Nunca teve um tempo como este. Nestes concertos em SP vamos tocar composições do mundo todo de várias épocas. Concertos podem ser celebrações da criatividade. Eu não penso cronologicamente, eu celebro o agora. A música nos força a viver o momento que estamos vivos, o agora. Podemos tocar uma música antiga e imaginar o futuro.
Quais os planos daqui em diante?
Nos próximos meses estaremos envolvidos num novo projeto de uma música sobre o genocídio armênio em 1915, quando o governo turco matou centenas de milhares de armênios – este evento deu a Hitler a ideia do holocausto. Nós vamos explorar esta música e ao mesmo tempo celebrar o aniversário de 80 anos do Terry Rilley, que é uma pessoa extremamente generosa com sua música. Nós vamos tocar suas 28 peças.
Para onde caminha a música contemporânea?
Cada um está no seu próprio trilho. Coletivamente podemos criar um conjunto, mas cada um no seu trabalho individual. Ontem mesmo, minha filha colocou o disco novo da Sinead O`Connor para eu ouvir, achei incrível.
Qual a importância do aspecto visual dos concertos?

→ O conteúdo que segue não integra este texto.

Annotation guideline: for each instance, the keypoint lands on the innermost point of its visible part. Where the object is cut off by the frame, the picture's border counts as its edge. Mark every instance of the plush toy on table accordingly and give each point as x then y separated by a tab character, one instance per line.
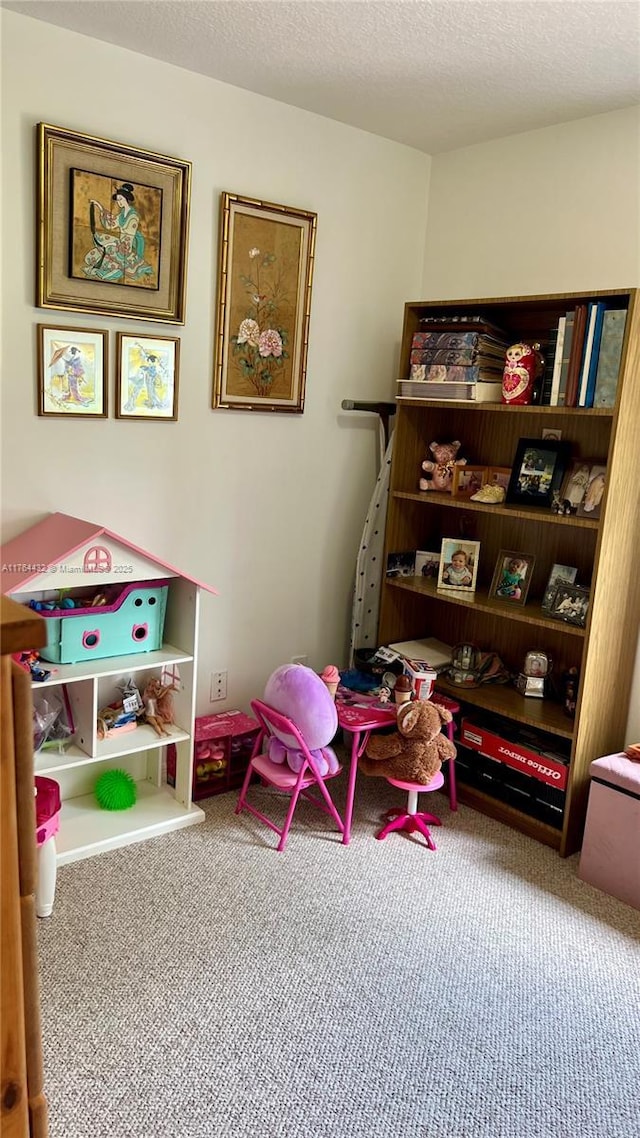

As pessoas vêm ver o concerto. Parte da música é assistir ela sendo feita. Por séculos os intérpretes se preocupam com o aspecto visual. É muito importante.
E a música americana?
O mundo da música americana é muito vasto. Temos influência do mundo todo. Quando pesquiso sobre minha cultura vejo os chineses, mexicanos, europeus… o absurdo das políticas anti-imigrantes é que a riqueza da nossa cultura vem exatamente destas influências.
Como você vê a influência do mercado?
Eu me preocupo com o que é satisfatório para mim. Em 1973 a ideia de um quarteto de cordas era inconcebível para a sociedade americana. Estou acostumado à sensação de eu contra eles. O mais importante é que eu sinta que é certo para mim. No disco da Sinead O`Connor ela dedica o disco a ela própria, muito honesto. Cada um sabe o que é bom pra si. Música é algo muito pessoal.
Vocês são muito populares. Como é lidar com isso?
Aconteceu tão lentamente que eu mal percebi as coisas acontecendo. A maneira como a música acontece é muito pessoal, conecta uma pessoa de cada vez, que é o que mais amo. O som de dois violinos, uma viola e um violoncelo é único, privado. Essa formação foi inventada em Viena do século 18 e ainda mantém esta qualidade única tão incrível. Meu instrumento é o quarteto e não o violino.